# Spot



## togman (Oct 12, 2003)

Have anyone seen any SPOT this week since the storm has passed like there was last week? Or did the storm force them to move on?


----------



## earl of DC (Jul 7, 2007)

togman said:


> Have anyone seen any SPOT this week since the storm has passed like there was last week? Or did the storm force them to move on?


you r late. the storm did nothin but bring the JUMBOS even closer to the tidewater area.


----------



## togman (Oct 12, 2003)

Looks like the Spot moved on by the reports I have read.


----------



## BigJeff823 (Oct 14, 2002)

I dont know,:fishing:but with the presence of Stingrays;and the spot being caught around my way.They will be arround for a good while.


----------



## rattler (Jul 3, 2004)

still up river but getting closer. They ain't gone yet.


----------



## Advisor (Jan 12, 2003)

rattler said:


> still up river but getting closer. They ain't gone yet.

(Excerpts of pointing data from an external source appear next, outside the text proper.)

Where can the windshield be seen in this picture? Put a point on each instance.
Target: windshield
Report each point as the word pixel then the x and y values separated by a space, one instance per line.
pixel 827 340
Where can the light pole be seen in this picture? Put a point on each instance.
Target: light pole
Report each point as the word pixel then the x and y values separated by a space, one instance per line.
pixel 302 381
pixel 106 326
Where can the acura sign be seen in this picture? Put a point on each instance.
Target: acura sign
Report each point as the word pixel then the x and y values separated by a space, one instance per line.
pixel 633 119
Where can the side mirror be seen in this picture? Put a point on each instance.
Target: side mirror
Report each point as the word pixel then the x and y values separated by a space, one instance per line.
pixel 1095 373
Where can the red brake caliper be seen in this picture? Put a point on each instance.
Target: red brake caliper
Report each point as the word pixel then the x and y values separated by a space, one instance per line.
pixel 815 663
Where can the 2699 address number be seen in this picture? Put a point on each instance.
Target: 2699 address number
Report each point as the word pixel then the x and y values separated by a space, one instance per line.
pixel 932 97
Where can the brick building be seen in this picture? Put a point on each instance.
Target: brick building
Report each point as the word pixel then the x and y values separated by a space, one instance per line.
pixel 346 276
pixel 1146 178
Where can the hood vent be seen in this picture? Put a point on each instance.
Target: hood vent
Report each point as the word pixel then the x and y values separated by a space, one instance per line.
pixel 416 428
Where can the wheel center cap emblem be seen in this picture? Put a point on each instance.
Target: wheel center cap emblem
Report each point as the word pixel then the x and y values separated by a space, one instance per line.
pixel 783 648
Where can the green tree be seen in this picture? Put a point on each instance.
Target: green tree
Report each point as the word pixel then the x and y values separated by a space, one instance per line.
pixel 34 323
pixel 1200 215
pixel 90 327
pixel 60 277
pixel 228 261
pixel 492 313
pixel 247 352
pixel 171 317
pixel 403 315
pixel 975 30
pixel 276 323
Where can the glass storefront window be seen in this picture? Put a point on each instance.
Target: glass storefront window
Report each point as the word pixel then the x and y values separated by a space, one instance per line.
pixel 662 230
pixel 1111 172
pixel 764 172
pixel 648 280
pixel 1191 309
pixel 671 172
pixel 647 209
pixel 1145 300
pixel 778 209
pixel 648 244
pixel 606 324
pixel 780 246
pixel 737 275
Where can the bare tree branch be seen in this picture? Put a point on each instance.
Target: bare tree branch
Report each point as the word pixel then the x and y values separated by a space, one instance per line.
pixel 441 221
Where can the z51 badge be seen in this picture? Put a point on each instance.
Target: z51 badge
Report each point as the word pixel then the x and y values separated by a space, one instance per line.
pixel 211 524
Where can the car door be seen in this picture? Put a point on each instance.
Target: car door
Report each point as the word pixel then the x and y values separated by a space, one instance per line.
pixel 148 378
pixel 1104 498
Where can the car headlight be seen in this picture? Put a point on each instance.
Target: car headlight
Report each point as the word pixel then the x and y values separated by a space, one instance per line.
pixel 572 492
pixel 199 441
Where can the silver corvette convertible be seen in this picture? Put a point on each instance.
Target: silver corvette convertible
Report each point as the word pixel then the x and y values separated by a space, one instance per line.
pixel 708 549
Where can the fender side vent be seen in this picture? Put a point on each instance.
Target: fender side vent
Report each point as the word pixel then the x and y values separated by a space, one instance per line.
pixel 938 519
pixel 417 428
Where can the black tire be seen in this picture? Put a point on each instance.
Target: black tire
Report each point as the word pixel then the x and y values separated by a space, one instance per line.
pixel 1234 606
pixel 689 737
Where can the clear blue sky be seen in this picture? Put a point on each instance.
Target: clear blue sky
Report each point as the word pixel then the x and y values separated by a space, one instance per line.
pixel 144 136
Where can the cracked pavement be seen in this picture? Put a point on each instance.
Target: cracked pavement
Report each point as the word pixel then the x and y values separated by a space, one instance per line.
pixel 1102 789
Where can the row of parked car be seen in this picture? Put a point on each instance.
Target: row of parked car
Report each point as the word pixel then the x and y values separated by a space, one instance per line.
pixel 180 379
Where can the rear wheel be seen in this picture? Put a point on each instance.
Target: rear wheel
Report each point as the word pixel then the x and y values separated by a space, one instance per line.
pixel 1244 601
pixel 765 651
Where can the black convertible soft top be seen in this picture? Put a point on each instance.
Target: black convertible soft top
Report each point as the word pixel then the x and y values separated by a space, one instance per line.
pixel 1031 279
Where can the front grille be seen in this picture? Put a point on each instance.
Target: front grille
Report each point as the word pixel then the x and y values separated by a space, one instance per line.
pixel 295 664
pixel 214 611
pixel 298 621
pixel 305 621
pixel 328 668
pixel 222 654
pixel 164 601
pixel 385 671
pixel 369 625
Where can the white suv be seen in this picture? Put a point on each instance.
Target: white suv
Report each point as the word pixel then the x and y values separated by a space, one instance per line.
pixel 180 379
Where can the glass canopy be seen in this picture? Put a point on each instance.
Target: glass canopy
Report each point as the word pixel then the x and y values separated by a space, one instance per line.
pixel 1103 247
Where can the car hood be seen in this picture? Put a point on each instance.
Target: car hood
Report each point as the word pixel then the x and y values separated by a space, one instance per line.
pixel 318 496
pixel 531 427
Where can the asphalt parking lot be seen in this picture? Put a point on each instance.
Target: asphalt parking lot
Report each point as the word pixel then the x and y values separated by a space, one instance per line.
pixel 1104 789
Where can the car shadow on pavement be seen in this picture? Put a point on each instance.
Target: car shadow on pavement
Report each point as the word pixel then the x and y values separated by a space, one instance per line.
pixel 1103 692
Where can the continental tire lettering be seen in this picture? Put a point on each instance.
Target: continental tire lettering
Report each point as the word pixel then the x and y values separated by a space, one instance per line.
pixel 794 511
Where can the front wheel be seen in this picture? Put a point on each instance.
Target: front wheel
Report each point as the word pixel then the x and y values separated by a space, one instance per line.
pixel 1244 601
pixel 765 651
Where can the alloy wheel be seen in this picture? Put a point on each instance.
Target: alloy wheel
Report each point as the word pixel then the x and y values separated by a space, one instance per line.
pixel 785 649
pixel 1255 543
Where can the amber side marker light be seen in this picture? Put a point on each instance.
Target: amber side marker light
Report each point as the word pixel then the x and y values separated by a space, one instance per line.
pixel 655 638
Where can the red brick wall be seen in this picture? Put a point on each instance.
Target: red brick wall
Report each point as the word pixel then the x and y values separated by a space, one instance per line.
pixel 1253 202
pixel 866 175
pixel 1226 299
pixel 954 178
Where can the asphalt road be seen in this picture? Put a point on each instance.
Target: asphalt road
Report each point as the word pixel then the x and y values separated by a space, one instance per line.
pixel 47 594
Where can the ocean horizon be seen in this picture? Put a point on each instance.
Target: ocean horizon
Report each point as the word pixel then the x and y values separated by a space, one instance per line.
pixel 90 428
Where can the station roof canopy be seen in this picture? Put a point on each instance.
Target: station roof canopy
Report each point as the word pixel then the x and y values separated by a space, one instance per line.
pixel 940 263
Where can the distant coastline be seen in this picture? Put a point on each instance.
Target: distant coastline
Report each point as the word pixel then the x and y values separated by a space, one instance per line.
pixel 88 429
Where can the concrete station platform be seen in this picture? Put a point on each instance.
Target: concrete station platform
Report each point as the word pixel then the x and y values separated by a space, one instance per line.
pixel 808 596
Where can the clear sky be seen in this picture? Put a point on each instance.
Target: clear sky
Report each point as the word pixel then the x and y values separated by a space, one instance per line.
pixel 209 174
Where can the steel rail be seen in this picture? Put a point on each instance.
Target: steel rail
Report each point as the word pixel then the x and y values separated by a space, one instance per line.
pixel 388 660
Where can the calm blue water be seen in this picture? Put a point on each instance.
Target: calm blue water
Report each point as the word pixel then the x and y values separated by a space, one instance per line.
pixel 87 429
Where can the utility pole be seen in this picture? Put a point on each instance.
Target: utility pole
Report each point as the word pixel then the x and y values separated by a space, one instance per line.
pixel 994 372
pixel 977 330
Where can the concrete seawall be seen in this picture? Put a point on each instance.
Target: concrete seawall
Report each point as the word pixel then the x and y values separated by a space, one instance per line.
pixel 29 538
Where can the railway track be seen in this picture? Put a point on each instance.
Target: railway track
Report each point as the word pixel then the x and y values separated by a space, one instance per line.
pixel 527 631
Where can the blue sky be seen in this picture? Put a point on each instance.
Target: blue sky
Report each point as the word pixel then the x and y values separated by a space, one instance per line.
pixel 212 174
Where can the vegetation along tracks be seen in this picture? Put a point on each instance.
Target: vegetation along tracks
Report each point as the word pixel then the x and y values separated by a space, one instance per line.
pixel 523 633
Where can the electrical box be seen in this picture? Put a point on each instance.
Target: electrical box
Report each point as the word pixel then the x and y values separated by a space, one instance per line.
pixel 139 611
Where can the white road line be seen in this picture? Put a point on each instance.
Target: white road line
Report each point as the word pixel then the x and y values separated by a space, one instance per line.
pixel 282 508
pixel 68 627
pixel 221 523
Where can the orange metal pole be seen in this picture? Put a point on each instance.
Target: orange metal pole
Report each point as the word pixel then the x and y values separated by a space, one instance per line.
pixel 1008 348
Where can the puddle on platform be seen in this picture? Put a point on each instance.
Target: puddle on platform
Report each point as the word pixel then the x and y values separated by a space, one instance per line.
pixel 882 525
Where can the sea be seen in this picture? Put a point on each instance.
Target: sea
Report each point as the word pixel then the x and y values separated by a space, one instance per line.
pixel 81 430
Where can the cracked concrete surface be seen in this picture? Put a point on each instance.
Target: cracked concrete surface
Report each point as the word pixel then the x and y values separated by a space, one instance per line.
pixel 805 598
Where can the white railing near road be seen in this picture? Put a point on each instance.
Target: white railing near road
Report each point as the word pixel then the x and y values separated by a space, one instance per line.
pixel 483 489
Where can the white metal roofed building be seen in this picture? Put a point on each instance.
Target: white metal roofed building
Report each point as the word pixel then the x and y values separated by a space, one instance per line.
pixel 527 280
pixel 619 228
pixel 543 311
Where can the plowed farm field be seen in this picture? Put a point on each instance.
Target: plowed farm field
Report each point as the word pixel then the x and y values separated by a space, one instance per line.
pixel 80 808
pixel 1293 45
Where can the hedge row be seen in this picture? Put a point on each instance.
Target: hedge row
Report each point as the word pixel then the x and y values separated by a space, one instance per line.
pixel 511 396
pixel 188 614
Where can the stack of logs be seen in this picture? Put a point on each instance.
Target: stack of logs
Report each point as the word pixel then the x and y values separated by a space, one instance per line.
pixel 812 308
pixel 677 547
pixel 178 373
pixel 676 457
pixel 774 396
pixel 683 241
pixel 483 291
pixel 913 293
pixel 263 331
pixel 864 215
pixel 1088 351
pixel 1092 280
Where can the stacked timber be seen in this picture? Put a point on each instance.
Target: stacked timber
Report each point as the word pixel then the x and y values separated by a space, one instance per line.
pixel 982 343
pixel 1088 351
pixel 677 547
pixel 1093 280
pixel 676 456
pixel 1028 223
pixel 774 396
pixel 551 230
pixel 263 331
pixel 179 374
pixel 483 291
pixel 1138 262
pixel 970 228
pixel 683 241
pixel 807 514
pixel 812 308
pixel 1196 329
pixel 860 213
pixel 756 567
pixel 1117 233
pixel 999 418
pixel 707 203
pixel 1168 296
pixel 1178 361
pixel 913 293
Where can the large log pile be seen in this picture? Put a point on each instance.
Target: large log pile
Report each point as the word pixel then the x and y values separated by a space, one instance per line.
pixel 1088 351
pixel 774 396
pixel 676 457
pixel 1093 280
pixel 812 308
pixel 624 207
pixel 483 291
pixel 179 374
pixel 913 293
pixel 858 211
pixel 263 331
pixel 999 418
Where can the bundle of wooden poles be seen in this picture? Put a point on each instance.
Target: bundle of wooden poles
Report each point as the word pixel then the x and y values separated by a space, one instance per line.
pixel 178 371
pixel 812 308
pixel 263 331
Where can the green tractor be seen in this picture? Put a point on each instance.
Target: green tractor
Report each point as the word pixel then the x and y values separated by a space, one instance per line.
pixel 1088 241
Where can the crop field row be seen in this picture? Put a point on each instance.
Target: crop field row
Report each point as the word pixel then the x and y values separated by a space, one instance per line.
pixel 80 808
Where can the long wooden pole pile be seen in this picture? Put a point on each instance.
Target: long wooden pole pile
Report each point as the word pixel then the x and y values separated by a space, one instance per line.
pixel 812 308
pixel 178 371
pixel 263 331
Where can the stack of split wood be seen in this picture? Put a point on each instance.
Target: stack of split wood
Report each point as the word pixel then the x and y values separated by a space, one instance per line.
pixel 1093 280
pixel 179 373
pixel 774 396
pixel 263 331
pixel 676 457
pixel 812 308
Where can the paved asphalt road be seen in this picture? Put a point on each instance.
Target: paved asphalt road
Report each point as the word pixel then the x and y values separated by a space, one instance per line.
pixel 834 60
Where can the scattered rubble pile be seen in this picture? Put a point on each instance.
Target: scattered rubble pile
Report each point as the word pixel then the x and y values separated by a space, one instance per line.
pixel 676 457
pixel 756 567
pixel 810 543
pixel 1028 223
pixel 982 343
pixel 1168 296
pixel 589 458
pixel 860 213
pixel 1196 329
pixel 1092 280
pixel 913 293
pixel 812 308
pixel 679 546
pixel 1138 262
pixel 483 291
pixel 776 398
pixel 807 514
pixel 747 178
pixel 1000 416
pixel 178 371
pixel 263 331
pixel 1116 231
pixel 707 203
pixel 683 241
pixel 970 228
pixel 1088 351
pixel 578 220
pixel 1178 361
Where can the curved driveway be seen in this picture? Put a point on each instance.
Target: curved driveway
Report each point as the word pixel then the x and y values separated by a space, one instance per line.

Rat, You couldn't catch a spot if you had measles


----------



## lil red jeep (Aug 17, 2007)

Advisor said:


> Rat, You couldn't catch a spot if you had measles


Now that's funny right there!


----------



## rattler (Jul 3, 2004)

Advisor said:


> Rat, You couldn't catch a spot if you had measles


As if you would know. 


lil red jeep said:


> Now that's funny right there!


Not funny, I think its personal. Dang, advisor, you mad at me?


----------



## Fishman (Apr 23, 2000)

rattler said:


> Not funny, I think its personal. Dang, advisor, you mad at me?


No I'd just say he was harassing you LOL


----------



## Advisor (Jan 12, 2003)

Rat, You're easy to pick on, but I love ya sweety.


----------



## togman (Oct 12, 2003)

*Yellow Bellies*

So, any Yellow Bellies on the move yet?


----------



## Fishman (Apr 23, 2000)

togman said:


> So, any Yellow Bellies on the move yet?


There are some yellow bellies but they are small.


----------



## Dixie719 (May 12, 2003)

Forecast stays like it is and I would bet you will see some this weekend!


----------



## AbuMike (Sep 3, 2007)

Sure wish they would show. I need some vac packed heads in a few weeks...


----------